Когда-то имя Верещагина и на него наводило трепет, но сейчас, глядя на тучного, потного и пьяного человека, распростертого у его ног, он решил, что имеет право на высокомерный тон.
Верещагин продолжал петь, кривя в пьяной усмешке губы:

– «Не везет мне в смерти, повезет в любви…»

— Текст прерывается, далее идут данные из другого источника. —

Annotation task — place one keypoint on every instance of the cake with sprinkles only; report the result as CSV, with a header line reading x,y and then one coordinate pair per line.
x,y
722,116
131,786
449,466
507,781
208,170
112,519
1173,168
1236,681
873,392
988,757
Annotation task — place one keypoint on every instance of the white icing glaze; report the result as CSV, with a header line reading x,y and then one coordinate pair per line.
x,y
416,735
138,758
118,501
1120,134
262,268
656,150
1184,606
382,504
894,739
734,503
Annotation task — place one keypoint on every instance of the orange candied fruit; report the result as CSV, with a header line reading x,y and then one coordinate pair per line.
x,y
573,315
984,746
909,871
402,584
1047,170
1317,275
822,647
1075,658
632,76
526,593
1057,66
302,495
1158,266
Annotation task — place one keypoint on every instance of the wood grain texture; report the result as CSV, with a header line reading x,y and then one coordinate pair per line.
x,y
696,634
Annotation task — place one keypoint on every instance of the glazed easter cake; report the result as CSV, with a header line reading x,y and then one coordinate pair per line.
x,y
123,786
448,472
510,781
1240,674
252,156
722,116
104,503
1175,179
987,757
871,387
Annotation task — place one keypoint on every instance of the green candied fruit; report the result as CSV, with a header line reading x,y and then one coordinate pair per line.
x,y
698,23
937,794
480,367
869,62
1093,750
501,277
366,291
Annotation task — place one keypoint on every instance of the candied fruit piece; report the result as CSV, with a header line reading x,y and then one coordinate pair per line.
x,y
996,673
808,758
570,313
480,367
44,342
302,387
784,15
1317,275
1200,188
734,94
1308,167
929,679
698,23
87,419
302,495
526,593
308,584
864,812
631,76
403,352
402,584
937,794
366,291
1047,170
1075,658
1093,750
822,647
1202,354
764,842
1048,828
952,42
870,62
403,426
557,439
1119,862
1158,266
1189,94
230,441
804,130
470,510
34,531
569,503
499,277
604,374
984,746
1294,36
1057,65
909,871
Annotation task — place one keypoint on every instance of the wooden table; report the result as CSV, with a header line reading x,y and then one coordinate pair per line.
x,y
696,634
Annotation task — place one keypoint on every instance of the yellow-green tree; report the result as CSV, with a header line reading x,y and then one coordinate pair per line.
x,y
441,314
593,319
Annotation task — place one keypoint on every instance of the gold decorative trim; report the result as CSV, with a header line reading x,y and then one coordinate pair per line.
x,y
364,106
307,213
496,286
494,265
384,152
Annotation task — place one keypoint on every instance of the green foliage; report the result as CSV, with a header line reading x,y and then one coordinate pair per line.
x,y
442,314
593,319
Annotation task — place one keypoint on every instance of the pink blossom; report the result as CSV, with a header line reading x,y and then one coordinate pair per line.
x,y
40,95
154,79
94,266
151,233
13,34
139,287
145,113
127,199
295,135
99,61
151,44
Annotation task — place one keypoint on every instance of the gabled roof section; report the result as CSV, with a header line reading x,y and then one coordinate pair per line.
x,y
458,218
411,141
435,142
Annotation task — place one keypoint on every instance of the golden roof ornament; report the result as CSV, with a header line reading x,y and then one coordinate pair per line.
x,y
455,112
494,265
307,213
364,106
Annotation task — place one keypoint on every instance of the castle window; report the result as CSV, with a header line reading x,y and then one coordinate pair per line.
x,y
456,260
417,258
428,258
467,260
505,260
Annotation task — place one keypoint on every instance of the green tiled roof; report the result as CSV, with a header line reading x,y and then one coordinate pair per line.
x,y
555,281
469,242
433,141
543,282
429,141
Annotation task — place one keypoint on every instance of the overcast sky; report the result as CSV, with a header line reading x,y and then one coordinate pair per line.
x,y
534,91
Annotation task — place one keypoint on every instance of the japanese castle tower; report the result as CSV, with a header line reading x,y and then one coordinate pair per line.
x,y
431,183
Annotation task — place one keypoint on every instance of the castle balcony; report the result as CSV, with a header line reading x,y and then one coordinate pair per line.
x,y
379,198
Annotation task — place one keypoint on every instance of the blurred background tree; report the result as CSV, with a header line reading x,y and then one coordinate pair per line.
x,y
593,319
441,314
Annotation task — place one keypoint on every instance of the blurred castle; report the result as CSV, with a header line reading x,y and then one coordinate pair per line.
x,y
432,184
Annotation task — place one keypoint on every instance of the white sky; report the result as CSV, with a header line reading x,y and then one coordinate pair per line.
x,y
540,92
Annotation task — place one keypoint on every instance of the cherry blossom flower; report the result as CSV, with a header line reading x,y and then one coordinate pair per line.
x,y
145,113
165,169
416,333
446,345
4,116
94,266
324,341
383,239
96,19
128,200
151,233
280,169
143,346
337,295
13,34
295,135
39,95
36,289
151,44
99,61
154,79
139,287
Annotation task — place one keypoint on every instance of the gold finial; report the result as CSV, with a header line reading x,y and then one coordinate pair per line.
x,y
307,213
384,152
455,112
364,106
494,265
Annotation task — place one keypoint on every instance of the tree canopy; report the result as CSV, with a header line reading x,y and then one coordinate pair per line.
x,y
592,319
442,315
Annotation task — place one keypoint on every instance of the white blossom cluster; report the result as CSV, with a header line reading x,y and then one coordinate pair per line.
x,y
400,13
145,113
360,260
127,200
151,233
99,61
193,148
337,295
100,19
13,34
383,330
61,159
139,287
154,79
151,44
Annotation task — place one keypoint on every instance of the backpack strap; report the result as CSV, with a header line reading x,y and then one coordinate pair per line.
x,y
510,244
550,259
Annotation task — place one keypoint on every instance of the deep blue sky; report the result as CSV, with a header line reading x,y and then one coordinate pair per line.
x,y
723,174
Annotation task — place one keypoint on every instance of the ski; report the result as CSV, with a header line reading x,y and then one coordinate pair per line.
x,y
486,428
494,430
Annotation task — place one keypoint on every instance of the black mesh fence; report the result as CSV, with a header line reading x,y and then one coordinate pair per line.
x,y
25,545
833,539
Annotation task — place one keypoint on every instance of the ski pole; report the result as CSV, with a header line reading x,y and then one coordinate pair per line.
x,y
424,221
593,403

– Ты должен передать нам все, чем располагаешь, – категорически отчеканил Семен и вдруг взорвался: – И встать, когда с тобой разговаривает подпоручик!
Верещагин на мгновение замолк, удивившись… затем допел куплет, аккуратно положил рядом с собой гитару и начал подниматься…
Нукер, скучавший в ожидании, услышал сначала, как смолкло пение в доме, затем – после короткой тишины – громкий треск и звон стекла. Подняв голову, он увидел, как подпоручик, выбив собственным телом раму, вылетел в окно. Нукер остолбенел.
Удар оземь был очень сильным. Однако Семен быстро поднялся и, не разгибаясь, подбежал к своему коню. Не сразу попав дрожащей ногой в стремя, взобрался в седло. Выпрямился наконец и, взглянув на своего потрясенного соратника, небрежно пояснил:
– Да гранаты у него… не той системы!
Тем временем Абдулла приказал одному из нукеров обследовать нефтяную цистерну. Вскарабкавшись по обломанной лесенке наверх, нукер отвинтил крышку люка и заглянул в горловину – цистерна почти доверху была наполнена темной жидкостью.
– Есть, – крикнул он сверху. – Много!
Абдулла довольно усмехнулся, пыхнув дымком сигары.

Внутри бака было темно и душно. Шум и крики, доносившиеся снаружи, разом стихли, и тогда стали слышны слабые всхлипывания женщин.
Сухов стоял посреди бака, женщины столпились вокруг него.
– Только не реветь, – предупредил Сухов. Подозрительная тишина снаружи не нравилась ему.